Blood transfusion and blood production are two ingredients to recover from an anaemic condition. Jesus is the willing donor for our anaemic lives, because he died transfusing his blood into us; but blood production is dependent on the proper functionality of the body itself, not what was transfused into the body alone. This means that human beings have got their roles to play to overturn their anaemic situations, through constant eating of the Body and Blood of Christ – “whoever eats my flesh and drinks my blood lives forever!” From the food eaten, the body sustains its blood manufacturing industry. “For this reason Jesus is mediator of a new covenant,” according to our second reading. Through the death of Christ, we have a guarantee of constant blood supply for our lives and the prevention of anaemia provided we keep receiving the Body of Christ as food and his Blood as drink.
Becoming one with the Lord, through what we eat and drink is the meaning of Corpus et Sanguis Christi, the feast we celebrate today. Every “covenant” brings lives together and keeps lives together as long as the terms of the covenant are kept. Jesus ate his Last Supper not with angels but with sinners, Judas, Peter, Matthew, etc. Jesus makes himself available to you and me as daily food, yet nourishing us for eternal life. On account of what Jesus did for you and me, making bread and wine become his Body and Blood for us: where is any room for boasting? Jesus comes to you and me and dwells in unbelievably ill-prepared places of our bodies in the most elemental of ways: why would I not do my best to be worthy of such a guest?

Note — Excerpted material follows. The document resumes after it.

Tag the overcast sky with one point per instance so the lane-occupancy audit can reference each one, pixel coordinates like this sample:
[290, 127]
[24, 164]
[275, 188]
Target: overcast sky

Indeed, how appropriate our responsorial psalm today: “To you will I offer a sacrifice of thanksgiving, and I will call upon the name of the Lord. My vows to the Lord I will pay in the presence of all his people!”
In some countries and regions, we make public show of Christ today, by walking down our streets with the Monstrance to show the world that God is love, and he dwells in every authentic relationship. Indeed, God “has a crush” on humanity and wants to be in a covenantic relationship with each human being. If we make Jesus publicly known to the world in our processions and dances today, how do we make him known to our fellow sinners, fellow travelers to eternal life, in our daily lives? May we be divinized to become other christs by eating and drinking the Body and Blood of Christ!
 Assignment for the Week :
Could you feed a homeless or hungry person this week?